Com “O diário de uma adolescente” (2015), a estreia de Marielle Heller na direção foi celebrada em Sundance no ano passado. O filme foi comparado principalmente com “Ghost World” (2001), de Terry Zwigoff, e “Anti-herói americano” (2003), de Shari Springer Berman e Robert Pulcini, por ser uma bem-sucedida adaptação de obra em quadrinhos (nesse caso, da artista Phoebe Gloeckner). A captura do estilo da graphic novel, a inserção de animação no live action, a recriação de época e a excelente trilha sonora fortalecem esses paralelos, mas Heller soube dar ao seu filme identidade própria, para o bem e para o mal.

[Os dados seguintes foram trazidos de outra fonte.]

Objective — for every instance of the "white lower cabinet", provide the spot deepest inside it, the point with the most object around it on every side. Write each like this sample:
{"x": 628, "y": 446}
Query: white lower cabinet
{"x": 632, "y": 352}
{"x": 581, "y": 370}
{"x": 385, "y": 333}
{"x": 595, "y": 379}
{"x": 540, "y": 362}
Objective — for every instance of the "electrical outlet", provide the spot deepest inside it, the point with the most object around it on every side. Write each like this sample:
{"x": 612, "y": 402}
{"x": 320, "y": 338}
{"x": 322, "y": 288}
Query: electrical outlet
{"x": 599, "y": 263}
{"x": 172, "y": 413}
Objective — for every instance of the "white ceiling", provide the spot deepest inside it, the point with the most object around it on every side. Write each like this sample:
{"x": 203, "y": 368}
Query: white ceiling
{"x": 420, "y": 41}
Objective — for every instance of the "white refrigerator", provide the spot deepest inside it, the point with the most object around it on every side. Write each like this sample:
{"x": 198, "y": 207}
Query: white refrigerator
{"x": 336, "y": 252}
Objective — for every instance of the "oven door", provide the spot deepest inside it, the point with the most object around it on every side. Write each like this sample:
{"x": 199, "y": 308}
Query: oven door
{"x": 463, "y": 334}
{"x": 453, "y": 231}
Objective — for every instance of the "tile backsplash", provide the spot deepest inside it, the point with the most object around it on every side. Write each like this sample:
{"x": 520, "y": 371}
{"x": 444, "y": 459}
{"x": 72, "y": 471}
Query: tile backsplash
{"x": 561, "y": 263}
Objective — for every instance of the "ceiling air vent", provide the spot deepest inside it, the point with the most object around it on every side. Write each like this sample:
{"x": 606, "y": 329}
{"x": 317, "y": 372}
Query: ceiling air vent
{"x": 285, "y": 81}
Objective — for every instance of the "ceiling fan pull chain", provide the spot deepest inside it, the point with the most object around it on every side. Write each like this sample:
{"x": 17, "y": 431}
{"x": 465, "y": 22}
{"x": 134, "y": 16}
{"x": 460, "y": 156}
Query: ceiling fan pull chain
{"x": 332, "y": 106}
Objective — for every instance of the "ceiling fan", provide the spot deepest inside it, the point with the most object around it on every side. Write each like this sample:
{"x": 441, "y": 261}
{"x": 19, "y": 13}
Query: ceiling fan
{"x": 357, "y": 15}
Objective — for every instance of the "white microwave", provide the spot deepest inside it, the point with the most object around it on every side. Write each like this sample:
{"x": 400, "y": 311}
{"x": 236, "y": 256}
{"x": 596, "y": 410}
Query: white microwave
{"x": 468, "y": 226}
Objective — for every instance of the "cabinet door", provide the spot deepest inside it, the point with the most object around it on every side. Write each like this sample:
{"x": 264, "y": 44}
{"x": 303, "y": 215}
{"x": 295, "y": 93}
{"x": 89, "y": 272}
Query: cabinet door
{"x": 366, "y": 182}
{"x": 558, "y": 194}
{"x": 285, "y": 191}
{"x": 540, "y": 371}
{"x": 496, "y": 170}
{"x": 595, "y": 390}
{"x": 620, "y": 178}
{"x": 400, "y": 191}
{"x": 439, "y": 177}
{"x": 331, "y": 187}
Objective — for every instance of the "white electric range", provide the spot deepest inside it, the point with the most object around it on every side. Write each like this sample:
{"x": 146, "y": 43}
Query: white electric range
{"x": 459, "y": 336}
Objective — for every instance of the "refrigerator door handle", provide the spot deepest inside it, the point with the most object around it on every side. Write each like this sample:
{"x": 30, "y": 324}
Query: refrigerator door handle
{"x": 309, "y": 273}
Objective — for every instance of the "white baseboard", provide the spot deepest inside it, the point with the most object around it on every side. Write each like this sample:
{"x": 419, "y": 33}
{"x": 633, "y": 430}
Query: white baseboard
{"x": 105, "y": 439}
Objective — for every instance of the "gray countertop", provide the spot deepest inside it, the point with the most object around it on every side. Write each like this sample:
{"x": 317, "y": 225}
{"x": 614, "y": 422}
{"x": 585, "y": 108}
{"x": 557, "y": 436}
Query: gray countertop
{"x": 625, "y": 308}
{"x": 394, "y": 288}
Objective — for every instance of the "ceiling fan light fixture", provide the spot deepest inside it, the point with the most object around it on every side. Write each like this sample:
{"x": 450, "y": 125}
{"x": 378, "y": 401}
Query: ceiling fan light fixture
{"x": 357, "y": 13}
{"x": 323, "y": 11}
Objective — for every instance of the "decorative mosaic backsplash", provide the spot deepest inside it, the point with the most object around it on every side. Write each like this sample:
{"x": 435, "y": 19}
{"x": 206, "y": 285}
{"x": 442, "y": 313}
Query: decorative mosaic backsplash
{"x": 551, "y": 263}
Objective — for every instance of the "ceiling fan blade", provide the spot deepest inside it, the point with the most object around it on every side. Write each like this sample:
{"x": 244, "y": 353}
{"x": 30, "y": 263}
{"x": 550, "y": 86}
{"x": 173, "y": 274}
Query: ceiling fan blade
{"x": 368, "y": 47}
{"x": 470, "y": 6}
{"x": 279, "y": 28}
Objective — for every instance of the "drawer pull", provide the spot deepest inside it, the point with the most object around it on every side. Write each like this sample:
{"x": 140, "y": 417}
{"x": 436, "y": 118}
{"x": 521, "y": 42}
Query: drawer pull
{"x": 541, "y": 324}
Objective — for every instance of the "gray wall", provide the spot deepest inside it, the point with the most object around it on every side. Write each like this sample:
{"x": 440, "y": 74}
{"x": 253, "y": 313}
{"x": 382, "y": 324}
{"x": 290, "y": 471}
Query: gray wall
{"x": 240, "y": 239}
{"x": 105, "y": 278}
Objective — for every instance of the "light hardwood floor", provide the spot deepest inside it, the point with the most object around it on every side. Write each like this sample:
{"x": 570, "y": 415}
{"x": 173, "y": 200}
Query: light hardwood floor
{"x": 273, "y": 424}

A partir de seu fio condutor, “O diário de uma adolescente” é um filme que se passa nos anos 1970, mas que parece ter nascido para a nossa época de constantes problematizações. Na trama, Minnie (Bel Powley, perfeita para o papel) é uma adolescente de 15 anos que acaba de perder a virgindade e toma o acontecimento como um despertar de uma vida adulta. O complicado aí está no fato de que ela fez sexo com um homem de 35 anos, Monroe (Alexander Skarsgård), que é também o namorado de sua mãe, a desregrada Charlotte (Kristen Wiig). A moça lida com a situação a partir de gravações em fitas k-7, que acabam sendo seu diário, assim como através dos desenhos que faz, fonte dos elementos de animação que vemos ao longo do filme.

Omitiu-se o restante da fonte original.